On August 2nd, Foodora announced its decision to leave the Australian market and cease operations by August 20.
Timeline of Foodora issues
March 2018: Unfair dismissal claims by two Foodora delivery riders claiming their dismissals were harsh, unjust and unreasonable. The union asked the Fair Work Commission (FWC) to apply the principles established in Hollis v Vabu Pty Ltd  HCA 44. In Hollis v Vabu, most of the High Court decided that a bicycle courier was an employee of the courier company that gave him the work. The case of Hollis v Vabu was significant because it demonstrated that irrespective of the contractual intentions of the parties, the Courts will look at the substance and totality of the arrangements in deciding contractor/employee status.
June 2018: The Fair Work Ombudsman (FWO) investigated and assessed three workers’ status against a multi-factor test and found the following factors suggested they were more appropriately classified as Foodora employees:
- the level of control, supervision and direction Foodora exercised over the workers’ hours and location and manner of work;
- the requirement for the workers to wear a Foodora-branded t-shirt and use food storage boxes and/or bike racks supplied by Foodora
- Foodora paying the workers fixed hourly rates and/or amounts per delivery and the workers did not negotiate their rates of pay at any time; and
- each of the workers was not genuinely conducting their own delivery business in that they did not advertise or promote their availability to perform deliveries to the public, did not delegate their delivery duties with Foodora to any other person and did not have their own customer base, business premises and insurances.
July 2018: At a hearing in Sydney heard that when the standard multi-factorial test is applied to the facts of Josh Klooger’s relationship with Foodora Australia Pty Ltd, Mr Klooger is in fact an employee rather than an independent contractor. Mr Klooger “time-based” payments, presented to the public as a representative of the company and worked to rosters set by the company, during which he was expected to be available to perform deliveries.
August 2018: The German-based Foodora leaves the Australian market saying:
“We wish to express our gratitude to all of our customers, contractors and employees for their dedication to Foodora Australia, and for allowing us to be a part of their everyday. It has been a privilege to bring the food you love right to your door.”
Foodora’s defection leaves the June and July cases against the delivery company in limbo.
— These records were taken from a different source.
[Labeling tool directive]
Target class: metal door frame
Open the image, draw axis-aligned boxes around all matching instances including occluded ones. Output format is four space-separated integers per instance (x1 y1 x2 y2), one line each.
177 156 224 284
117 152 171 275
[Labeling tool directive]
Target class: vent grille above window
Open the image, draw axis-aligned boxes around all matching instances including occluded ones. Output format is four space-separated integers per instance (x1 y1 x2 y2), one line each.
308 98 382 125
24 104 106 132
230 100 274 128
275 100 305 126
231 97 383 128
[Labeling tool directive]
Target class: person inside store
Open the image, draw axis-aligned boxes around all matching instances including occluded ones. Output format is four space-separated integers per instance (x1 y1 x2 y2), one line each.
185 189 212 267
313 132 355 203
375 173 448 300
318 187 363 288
In these cases, The Fair Work Ombudsman alleges that the Fast Food Industry Award 2010 should apply, and the workers were entitled to unpaid wages, casual loading, penalty rates for night, weekend and public holiday work and superannuation contributions.
Do you see Foodora’s cessation as an admission of guilt? Are they anticipating a multitude of stolen wages by these ‘at-arms’ length contracts?
Workplace Minister Craig Laundy said:
“There are clear provisions in the Fair Work Act that protect against sham contracting and breaches of modern awards… sham contracting is a serious breach of Fair Work laws as it can result in workers being ripped off.